Yes, this looks like an error path not handling this correctly.
>
>>
>>>>> Is it safe to free those in
>>>>> dasd_free_device() without worrying about the double-free? Or, is it better to
>>>>> free those in dasd_eckd_check_characteristics()'s goto error handling, i.e.,
>>>>> out_err*?
>>>>>
>>>>> --- a/drivers/s390/block/dasd.c
>>>>> +++ b/drivers/s390/block/dasd.c
>>>>> @@ -153,6 +153,9 @@ struct dasd_device *dasd_alloc_device(void)
>>>>> */
>>>>> void dasd_free_device(struct dasd_device *device)
>>>>> {
>>>>> + for (int i = 0; i < 8; i++)
>>>>> + kfree(device->path[i].conf_data);
>>>>> +
>>>>> kfree(device->private);
>>>>> free_pages((unsigned long) device->ese_mem, 1);
>>>>> free_page((unsigned long) device->erp_mem);
>>>>>
>>>>>
>>>>> unreferenced object 0x0fcee900 (size 256):
>>>>> comm "dasdconf.sh", pid 446, jiffies 4294940081 (age 170.340s)
>>>>> hex dump (first 32 bytes):
>>>>> dc 01 01 00 f0 f0 f2 f1 f0 f7 f9 f0 f0 c9 c2 d4 ................
>>>>> f7 f5 f0 f0 f0 f0 f0 f0 f0 c6 d9 c2 f7 f1 62 33 ..............b3
>>>>> backtrace:
>>>>> [<00000000a83b1992>] kmem_cache_alloc_trace+0x200/0x388
>>>>> [<00000000048ef3e2>] dasd_eckd_read_conf+0x408/0x1400 [dasd_eckd_mod]
>>>>> [<00000000ce31f195>] dasd_eckd_check_characteristics+0x3cc/0x938
>>>>> [dasd_eckd_mod]
>>>>> [<00000000f6f1759b>] dasd_generic_set_online+0x150/0x4c0
>>>>> [<00000000efca1efa>] ccw_device_set_online+0x324/0x808
>>>>> [<00000000f9779774>] online_store_recog_and_online+0xe8/0x220
>>>>> [<00000000349a5446>] online_store+0x2ce/0x420
>>>>> [<000000005bd145f8>] kernfs_fop_write+0x1bc/0x270
>>>>> [<0000000005664197>] vfs_write+0xce/0x220
>>>>> [<0000000044a8bccb>] ksys_write+0xea/0x190
>>>>> [<0000000037335938>] system_call+0x296/0x2b4
>>
On 16.10.19 17:28, Stefan Haberland wrote:
> On 16.10.19 17:26, Qian Cai wrote:
>> On Wed, 2019-10-16 at 16:56 +0200, Stefan Haberland wrote:
>>> On 16.10.19 16:09, Qian Cai wrote:
>>>> On Wed, 2019-10-16 at 15:29 +0200, Stefan Haberland wrote:
>>>>> Hi,
>>>>>
>>>>> thanks for reporting this.
>>>>>
>>>>> On 02.10.19 21:33, Qian Cai wrote:
>>>>>> For some reasons, dasd_eckd_check_characteristics() received -ENOMEM and then
>>>>>> dasd_generic_set_online() emits this message,
>>>>>>
>>>>>> dasd: 0.0.0122 Setting the DASD online with discipline ECKD failed with rc=-12
>>>>>>
>>>>>> After that, there are several memory leaks below. There are "config_data" and
>>>>>> then stored as,
>>>>>>
>>>>>> /* store per path conf_data */
>>>>>> device->path[pos].conf_data = conf_data;
>>>>>>
>>>>>> When it processes the error path in dasd_generic_set_online(), it calls
>>>>>> dasd_delete_device() which nuke the whole "struct dasd_device" without freeing
>>>>>> the device->path[].conf_data first.

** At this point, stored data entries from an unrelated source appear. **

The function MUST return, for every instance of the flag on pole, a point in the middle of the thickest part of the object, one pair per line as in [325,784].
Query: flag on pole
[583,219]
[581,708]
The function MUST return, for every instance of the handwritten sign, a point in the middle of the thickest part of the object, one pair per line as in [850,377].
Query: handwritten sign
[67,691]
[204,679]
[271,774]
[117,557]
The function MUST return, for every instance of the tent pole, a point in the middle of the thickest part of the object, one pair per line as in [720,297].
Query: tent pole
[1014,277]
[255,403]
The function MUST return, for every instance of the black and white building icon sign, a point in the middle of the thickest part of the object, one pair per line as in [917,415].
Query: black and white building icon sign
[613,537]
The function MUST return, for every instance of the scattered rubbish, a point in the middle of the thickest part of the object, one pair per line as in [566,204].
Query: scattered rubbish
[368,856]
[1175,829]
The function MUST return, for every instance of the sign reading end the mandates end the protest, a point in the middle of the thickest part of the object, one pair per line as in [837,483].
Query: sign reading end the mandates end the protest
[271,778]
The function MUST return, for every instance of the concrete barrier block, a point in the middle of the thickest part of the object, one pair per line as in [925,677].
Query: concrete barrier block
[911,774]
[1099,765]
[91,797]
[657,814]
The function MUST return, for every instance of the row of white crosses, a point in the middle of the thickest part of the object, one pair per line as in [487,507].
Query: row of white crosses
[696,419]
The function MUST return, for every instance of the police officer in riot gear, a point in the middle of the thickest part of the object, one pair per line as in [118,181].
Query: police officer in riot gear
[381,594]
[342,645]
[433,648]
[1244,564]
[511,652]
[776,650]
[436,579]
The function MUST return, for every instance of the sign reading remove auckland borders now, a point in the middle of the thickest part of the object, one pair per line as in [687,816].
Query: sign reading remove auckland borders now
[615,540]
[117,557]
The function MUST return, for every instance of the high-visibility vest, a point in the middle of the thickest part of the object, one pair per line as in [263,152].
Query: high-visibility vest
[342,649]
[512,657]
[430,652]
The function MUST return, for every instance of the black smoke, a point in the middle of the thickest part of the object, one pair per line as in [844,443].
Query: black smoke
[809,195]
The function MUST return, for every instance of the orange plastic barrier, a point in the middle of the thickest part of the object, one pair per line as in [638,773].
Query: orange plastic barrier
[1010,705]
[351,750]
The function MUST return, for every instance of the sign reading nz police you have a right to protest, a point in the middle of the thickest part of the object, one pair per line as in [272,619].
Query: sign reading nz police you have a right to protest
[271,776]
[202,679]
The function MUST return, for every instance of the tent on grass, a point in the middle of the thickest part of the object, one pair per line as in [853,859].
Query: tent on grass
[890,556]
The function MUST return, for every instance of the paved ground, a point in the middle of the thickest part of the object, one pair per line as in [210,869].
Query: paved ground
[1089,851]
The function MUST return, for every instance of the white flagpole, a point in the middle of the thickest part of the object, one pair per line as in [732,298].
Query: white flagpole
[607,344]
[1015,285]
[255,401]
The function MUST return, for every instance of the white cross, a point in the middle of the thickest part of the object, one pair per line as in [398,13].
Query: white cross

>>>>> Usually dasd_delete_device() calls dasd_generic_free_discipline() which
>>>>> takes care of
>>>>> the device->path[].conf_data in dasd_eckd_uncheck_device().
>>>>> From a first look this looks sane.
>>>>>
>>>>> So I need to spend a closer look if this does not happen correctly here.

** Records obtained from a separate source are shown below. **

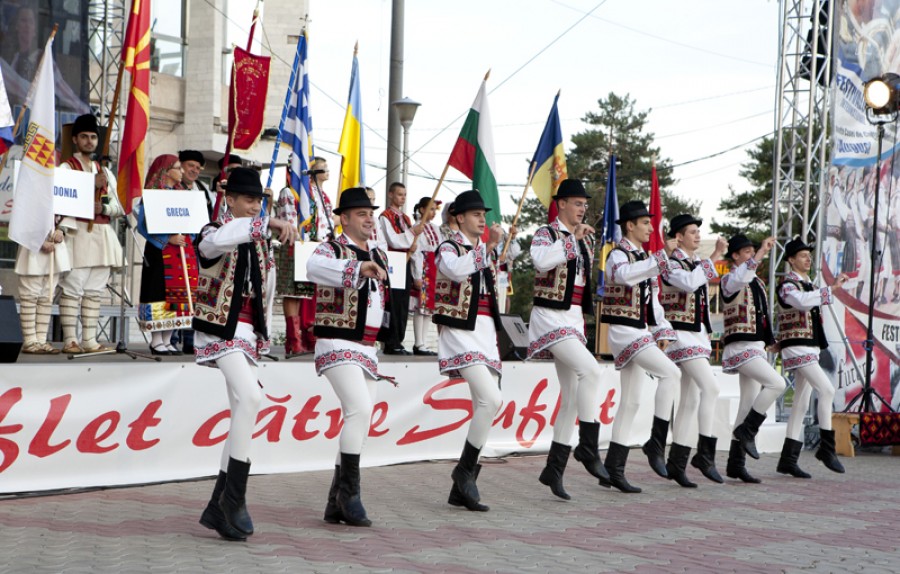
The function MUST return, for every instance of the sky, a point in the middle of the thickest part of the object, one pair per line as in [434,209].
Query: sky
[706,70]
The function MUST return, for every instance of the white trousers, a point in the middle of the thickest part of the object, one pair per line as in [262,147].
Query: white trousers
[579,387]
[699,393]
[653,361]
[244,397]
[356,392]
[761,385]
[485,388]
[805,380]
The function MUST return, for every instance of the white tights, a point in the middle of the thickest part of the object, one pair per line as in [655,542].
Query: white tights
[653,361]
[805,380]
[579,387]
[244,397]
[486,400]
[699,392]
[356,392]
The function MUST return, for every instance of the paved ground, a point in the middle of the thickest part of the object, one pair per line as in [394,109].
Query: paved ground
[833,523]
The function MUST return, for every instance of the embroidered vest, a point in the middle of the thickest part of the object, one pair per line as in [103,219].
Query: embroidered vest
[624,305]
[553,289]
[686,311]
[223,283]
[798,328]
[99,193]
[341,311]
[456,304]
[747,314]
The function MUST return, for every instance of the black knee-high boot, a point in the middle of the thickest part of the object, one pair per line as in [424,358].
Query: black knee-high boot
[232,502]
[348,494]
[677,464]
[790,454]
[737,464]
[333,513]
[556,466]
[705,459]
[655,448]
[587,452]
[747,430]
[464,475]
[212,516]
[826,452]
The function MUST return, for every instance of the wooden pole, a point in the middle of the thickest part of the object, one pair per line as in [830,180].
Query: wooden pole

>>>> When dasd_eckd_check_characteristics() failed here,
>>>>
>>>> if (!private) {
>>>> private = kzalloc(sizeof(*private), GFP_KERNEL | GFP_DMA);
>>>> if (!private) {
>>>> dev_warn(&device->cdev->dev,
>>>> "Allocating memory for private DASD data "
>>>> "failed\n");
>>>> return -ENOMEM;
>>>> }
>>>> device->private = private;
>>>>
>>>> The device->private is NULL.
>>>>
>>>> Then, in dasd_eckd_uncheck_device(), it will return immediately.
>>>>
>>>> if (!private)
>>>> return;
>>> Yes but in this case there is no per_path configuration data stored.
>>> This is done after the private structure is allocated successfully.

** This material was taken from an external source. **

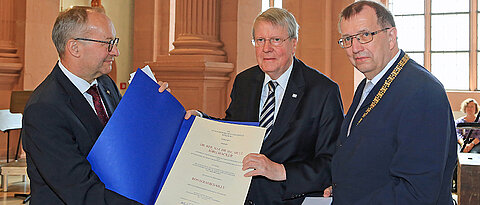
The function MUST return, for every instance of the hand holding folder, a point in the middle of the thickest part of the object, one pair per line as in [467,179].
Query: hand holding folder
[141,143]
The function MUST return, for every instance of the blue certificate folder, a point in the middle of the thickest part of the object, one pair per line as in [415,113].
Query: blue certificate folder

>> Yes, you are right. It has been a while so I must lost a bit memory. Actually,
>> it looks like in dasd_eckd_check_characteristic() that device->private is set to
>> NULL from this path,
>>
>> /* Read Configuration Data */
>> rc = dasd_eckd_read_conf(device);
>> if (rc)
>> goto out_err1;
>>
>> out_err1:
>> kfree(private->conf_data);
>> kfree(device->private);
>> device->private = NULL;
>> return rc;
>>
>> because dasd_eckd_read_conf() returns -ENOMEM and calls,
>>
>> out_error:
>> kfree(rcd_buf);
>> *rcd_buffer = NULL;
>> *rcd_buffer_size = 0;
>> return ret;
>>
>> It will only free its own config_data in one operational path, but there could
>> has already allocated in earlier paths in dasd_eckd_read_conf() without any
>> rollback and calls return,
>>
>> for (lpm = 0x80; lpm; lpm>>= 1) {
>> if (!(lpm & opm))
>> continue;
>> rc = dasd_eckd_read_conf_lpm(device, &conf_data,
>> &conf_len, lpm);
>> if (rc && rc != -EOPNOTSUPP) { /* -EOPNOTSUPP is ok */
>> DBF_EVENT_DEVID(DBF_WARNING, device->cdev,
>> "Read configuration data returned "
>> "error %d", rc);
>> return rc;
>> }
>>
>> Later, dasd_eckd_uncheck_device() see private->device is NULL without cleaning
>> up. Does it make sense?
> Yes, this looks like an error path not handling this correctly.
>
I will provide a patch for this. Most likely I will cover this in the
error handling of the function.
Thanks again for reporting.
Regards,
Stefan